“Raises aren’t in the Budget”, Maximum effort isn’t either
Samantha Jolin, Contributor
A quiet pandemic is creeping up on the work industry and it’s not COVID-19. The term, ‘quiet quitting’ has seeped into the vocabularies of employees and employers alike. The movement, which has been characterized by doing the absolute bare minimum at a job, has become a trend on social media platforms like TikTok and an elephant in the room at workplaces. This trend has set the working world, including mine, on fire.
Let me take you back to 2019, just a few months before the COVID-19 pandemic. It was my first year at Mount Royal University, I was managing a full course load and 40-hour work weeks consistently. I was doing well in my studies and enjoying the challenges that came along with being a supervisor at my job.
I was happy, and even felt like I was thriving. Often my managers would find me in the break room on my lunch working away on my homework and make comments about how hard I was working.
When COVID-19 hit, a lot of change came with it. We went on a hiring freeze and supervisors and full-timers like me were demoted to avoid having to let anyone go. And while we were hit hard, we weren’t the only ones.
A study conducted by U.S. global analytic firm Gallup from the past three years, found that young workers below 35 don’t feel like they’re being cared for at work, especially from their manager.
“The percentage of actively disengaged employees increased by six [percentage] points,” the study further found.
Now fast forward two or so years, we’ve made it through the thick of it, however, we’re experiencing record inflation and the cost of living has raised significantly. Yet, in these same two years, I’ve watched this company pay to repaint every store it owns, start giving out sales bonuses to upper management members again and again, create new products to test and hire very expensive models for its campaigns. At the same time, I watched the hours given to the stores for staffing dwindle and hiring remain on a freeze.

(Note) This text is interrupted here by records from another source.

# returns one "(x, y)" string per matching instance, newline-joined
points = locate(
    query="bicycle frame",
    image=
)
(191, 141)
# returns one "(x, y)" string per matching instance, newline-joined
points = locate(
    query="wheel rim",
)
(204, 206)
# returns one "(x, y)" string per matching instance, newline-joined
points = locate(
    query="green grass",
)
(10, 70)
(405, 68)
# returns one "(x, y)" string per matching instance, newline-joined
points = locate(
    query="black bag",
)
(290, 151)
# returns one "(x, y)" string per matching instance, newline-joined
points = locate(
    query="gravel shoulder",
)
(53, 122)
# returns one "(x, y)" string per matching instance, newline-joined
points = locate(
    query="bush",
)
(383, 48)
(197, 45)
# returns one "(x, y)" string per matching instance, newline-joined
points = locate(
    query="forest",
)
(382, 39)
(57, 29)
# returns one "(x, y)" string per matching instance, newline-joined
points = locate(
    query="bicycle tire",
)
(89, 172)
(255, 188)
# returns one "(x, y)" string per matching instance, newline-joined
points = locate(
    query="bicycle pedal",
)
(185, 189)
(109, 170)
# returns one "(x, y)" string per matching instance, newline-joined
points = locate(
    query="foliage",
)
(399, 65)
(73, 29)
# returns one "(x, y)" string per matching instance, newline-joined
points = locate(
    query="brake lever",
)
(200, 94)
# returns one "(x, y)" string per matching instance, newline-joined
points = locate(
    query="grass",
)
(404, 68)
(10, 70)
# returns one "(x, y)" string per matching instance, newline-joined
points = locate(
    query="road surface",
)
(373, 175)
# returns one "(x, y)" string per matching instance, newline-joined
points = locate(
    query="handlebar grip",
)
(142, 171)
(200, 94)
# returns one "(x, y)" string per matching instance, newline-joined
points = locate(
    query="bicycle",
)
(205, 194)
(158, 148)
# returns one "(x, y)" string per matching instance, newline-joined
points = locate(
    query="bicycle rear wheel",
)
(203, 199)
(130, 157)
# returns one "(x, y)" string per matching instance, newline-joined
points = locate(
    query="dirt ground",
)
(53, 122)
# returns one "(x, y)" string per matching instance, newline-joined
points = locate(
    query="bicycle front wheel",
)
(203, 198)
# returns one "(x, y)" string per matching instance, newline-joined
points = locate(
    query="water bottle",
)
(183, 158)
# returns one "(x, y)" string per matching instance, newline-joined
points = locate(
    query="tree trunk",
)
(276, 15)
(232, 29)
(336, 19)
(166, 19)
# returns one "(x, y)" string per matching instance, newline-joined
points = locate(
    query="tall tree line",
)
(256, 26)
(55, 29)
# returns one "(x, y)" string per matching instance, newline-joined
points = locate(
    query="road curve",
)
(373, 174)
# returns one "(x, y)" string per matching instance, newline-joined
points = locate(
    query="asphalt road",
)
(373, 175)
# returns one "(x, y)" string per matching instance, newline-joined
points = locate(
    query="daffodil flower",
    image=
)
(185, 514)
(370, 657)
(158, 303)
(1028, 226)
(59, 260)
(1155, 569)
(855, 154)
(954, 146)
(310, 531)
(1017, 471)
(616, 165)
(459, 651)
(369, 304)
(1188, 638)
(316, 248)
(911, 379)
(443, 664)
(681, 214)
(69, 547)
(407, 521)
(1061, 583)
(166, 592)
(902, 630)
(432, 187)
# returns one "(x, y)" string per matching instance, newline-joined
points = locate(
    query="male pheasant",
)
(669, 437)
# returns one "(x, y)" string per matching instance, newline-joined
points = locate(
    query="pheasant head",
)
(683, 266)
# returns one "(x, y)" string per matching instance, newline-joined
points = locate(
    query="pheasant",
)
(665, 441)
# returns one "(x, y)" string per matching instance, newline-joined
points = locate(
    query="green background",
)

This company is a billion-dollar company, they have the money to spend on paying its staff.
We’ve made it through the thick of it but we’re experiencing record inflation. Seeing that normal items cost more everyday, I asked my store manager for a small raise.
Months of run-around later, my managers finally pulled me to the office, where I explained my reasons for asking for a raise. I explained that my living expenses were becoming too high with inflation and that I was barely making enough to cover all my bills, pay the rent and feed myself.
“Raises are not in the company’s budget,” my district manager said. I was stunned. This woman had seen me work harder than many people around me, frequently relied on me before she was promoted, and often told me how ‘blown away’ she was by my work ethic. And here she was stubbornly refusing to even attempt to help me.
The CEO is not going to notice my wage going up by $1. Nobody is. That’s the difference between making rent and buying groceries, or paying rent and eating 50-cent instant ramen. Everything that was ever asked of me, I delivered. So for me to speak up and ask for one small thing and be so bluntly denied, it’s no wonder I, like others, have joined the wave of quiet quitting.
Experiences like this don’t just happen to me, they happen to workers all around the world. Hence why quiet quitting has caught on so strongly. Gallup says that more than half the US workforce would call themselves quiet quitters.
The trend seems to be steadily gaining steam throughout North America – and why not? People want to be fairly compensated for their time. If companies don’t want quiet quitters on their team, they should be treating their employees better.